120 Platinum Points doesn't seem to be much, but you can stack up to 480 in one month, and 2880 in 6 months. That would be enough, assuming that these types of reward are the only ones that will be offered.


----------



## Jade_Amell (Nov 20, 2016)

I miss the old version. Where you can trade in those points for actual items. I remembered getting some pretty cool stuff that way. Now, I just check it periodically for themes. Although, I am sorta trying to rack up points to get the Xenoblade 3D discount.


----------



## Trent the Paladin (Nov 21, 2016)

Until the Switch, I expect very little to come from MyNintendo besides silly Miitomo rewards and the occasional themes. I mean as much as I complained about all the awful Club Nintendo prizes (folders and shoe strings???), at least those were physical and you weren't likely to have those already. Discount coupons for titles most fans will probably own is pretty lame. Even lamer that the GOLD coins are for similar discounts. Why is the currency we're spending actual money to earn worth nothing?


----------



## Yoshisaur (Nov 21, 2016)

I'm hoping when the Switch comes out there will be more useful stuff. It does suck that they expire


----------



## HatakeSage (Nov 21, 2016)

I didn't like the Miitomo app after a while.
Randomly answering questions that almost nobody seemed to even comment or like on seemed quite boring to me.
Decorating my character was fun, but if I was gonna do that, I may as well just go make a mii on my 3ds


----------



## ZekkoXCX (Nov 21, 2016)

Honestly Miitomo was already dead around May / June and then when Pokemon GO came (this one is dead since August) Miitomo got basically killed.

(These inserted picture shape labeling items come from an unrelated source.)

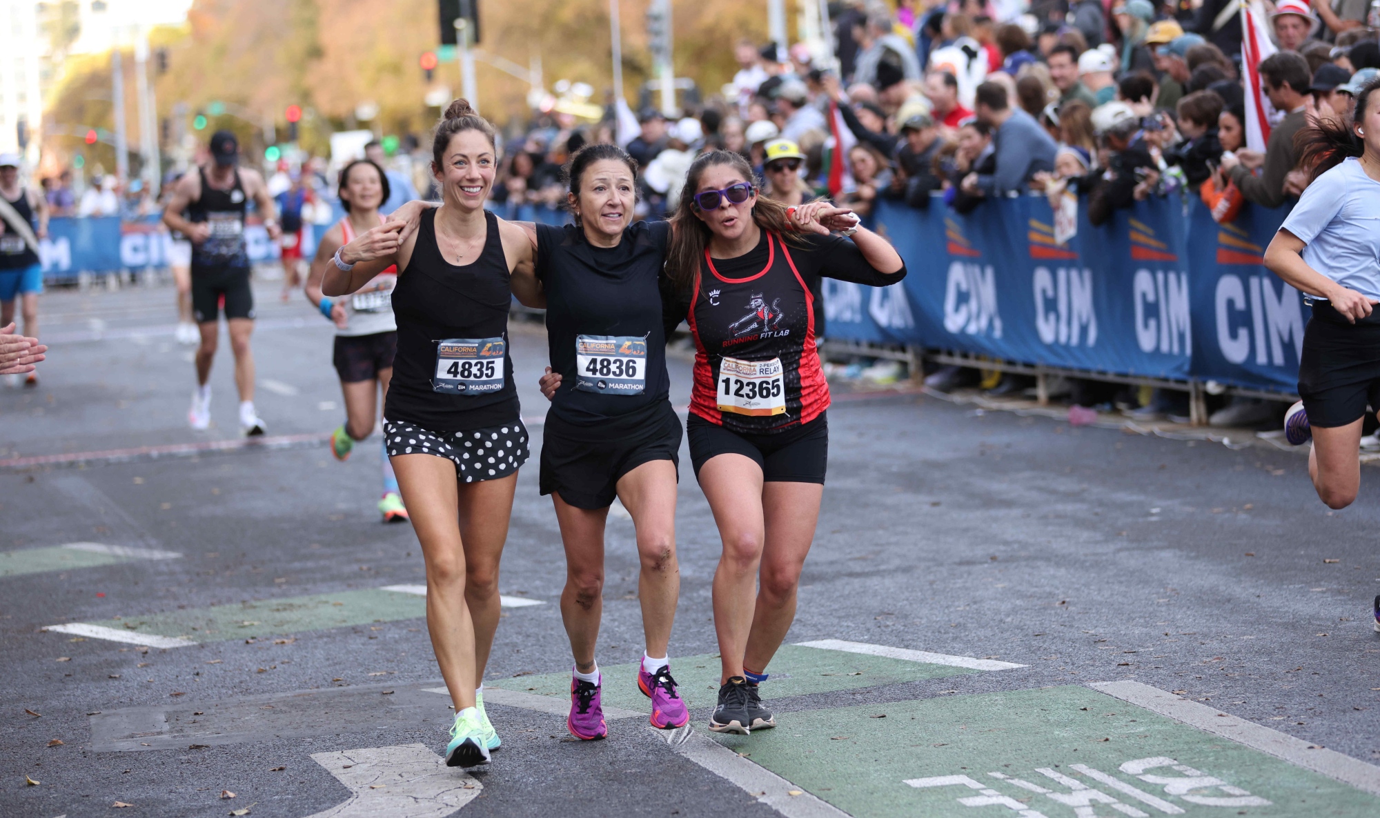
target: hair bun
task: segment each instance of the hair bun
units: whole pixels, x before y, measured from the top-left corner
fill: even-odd
[[[451,102],[443,119],[460,119],[462,116],[475,116],[475,109],[469,106],[469,99],[455,99]]]

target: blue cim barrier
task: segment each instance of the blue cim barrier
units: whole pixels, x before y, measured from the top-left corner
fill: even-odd
[[[1054,241],[1043,197],[967,215],[878,203],[878,230],[905,259],[900,284],[824,281],[831,338],[911,343],[995,359],[1292,392],[1307,312],[1261,266],[1286,208],[1248,204],[1217,225],[1194,200],[1151,200]]]

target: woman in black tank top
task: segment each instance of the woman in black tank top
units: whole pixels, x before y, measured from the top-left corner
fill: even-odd
[[[403,221],[357,236],[327,265],[322,292],[346,295],[389,265],[400,270],[384,432],[426,561],[426,625],[455,705],[446,763],[471,767],[501,744],[476,687],[498,626],[498,560],[527,459],[508,306],[511,295],[544,302],[527,233],[484,210],[493,126],[457,99],[432,152],[442,206],[410,236]]]

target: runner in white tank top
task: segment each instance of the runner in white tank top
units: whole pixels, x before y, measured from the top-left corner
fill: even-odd
[[[341,170],[339,197],[346,215],[322,236],[306,277],[306,299],[335,324],[335,371],[341,377],[345,397],[345,422],[331,433],[331,454],[335,459],[349,458],[355,443],[374,432],[374,418],[388,395],[393,377],[393,355],[397,350],[397,323],[393,319],[392,292],[397,284],[397,268],[388,268],[368,284],[351,295],[327,298],[322,295],[322,276],[331,257],[356,233],[382,223],[378,206],[388,200],[388,177],[368,160],[352,161]],[[385,523],[407,521],[407,509],[397,491],[393,466],[384,461],[384,491],[378,510]]]

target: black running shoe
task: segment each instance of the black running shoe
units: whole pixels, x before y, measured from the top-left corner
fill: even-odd
[[[709,730],[713,732],[737,732],[748,735],[752,720],[748,717],[748,680],[734,676],[719,688],[719,706],[709,717]]]
[[[762,695],[756,684],[748,686],[748,728],[767,730],[776,727],[776,717],[771,710],[762,706]]]

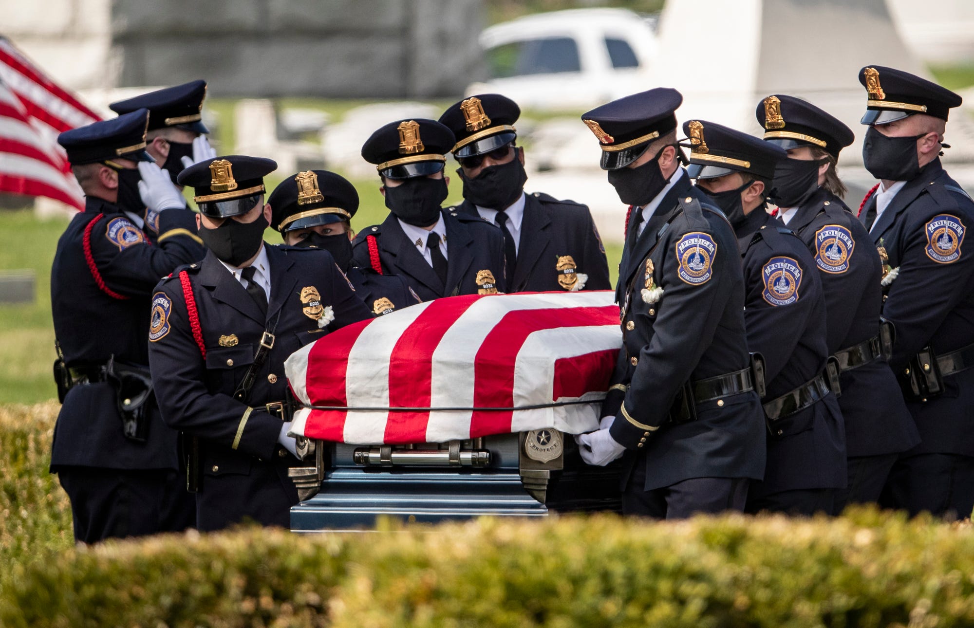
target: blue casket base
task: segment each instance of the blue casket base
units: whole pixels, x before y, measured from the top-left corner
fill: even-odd
[[[318,495],[291,508],[291,531],[374,529],[380,516],[437,523],[547,513],[516,471],[339,467],[327,473]]]

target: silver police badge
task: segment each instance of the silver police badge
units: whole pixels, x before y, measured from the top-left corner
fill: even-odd
[[[561,432],[543,427],[528,432],[524,439],[524,453],[533,461],[547,462],[561,456],[563,447]]]

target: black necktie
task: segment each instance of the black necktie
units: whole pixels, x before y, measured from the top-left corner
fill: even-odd
[[[495,220],[497,220],[498,226],[501,227],[501,233],[504,234],[504,256],[506,260],[506,264],[505,264],[505,277],[507,279],[507,289],[510,290],[514,282],[514,265],[517,264],[517,248],[514,246],[514,237],[507,229],[507,214],[499,211]]]
[[[427,246],[430,247],[432,270],[436,271],[436,276],[443,282],[443,287],[446,287],[446,258],[443,257],[443,251],[439,248],[439,234],[434,231],[430,232],[430,237],[427,238]]]
[[[246,293],[250,295],[250,298],[254,300],[257,307],[260,308],[260,313],[267,315],[267,293],[264,292],[264,288],[253,280],[253,274],[257,272],[252,266],[248,266],[243,271],[241,271],[241,277],[246,279]]]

Its fun how Ninty released Miitomo on Mexico when Miitomo died already , gotta ****ing love Nintendo


----------



## AnimalCrossingPerson (Nov 23, 2016)

HatakeSage said:


> I didn't like the Miitomo app after a while.
> Randomly answering questions that almost nobody seemed to even comment or like on seemed quite boring to me.
> Decorating my character was fun, but if I was gonna do that, I may as well just go make a mii on my 3ds


It's not as bad if you have some friends on there as it can act as a conversation starter. I only had one who stayed on for any length of time but it was nice to read his comments on my answers. He stopped using it after a month of no internet connection so now it's just me, lol.


----------



## Mars Adept (Nov 26, 2016)

I played Miitomo by myself without any friends, and it got boring very quickly. I gave up on My Nintendo about a month after launch. I miss Club Nintendo, it was pretty decent for what it was.


----------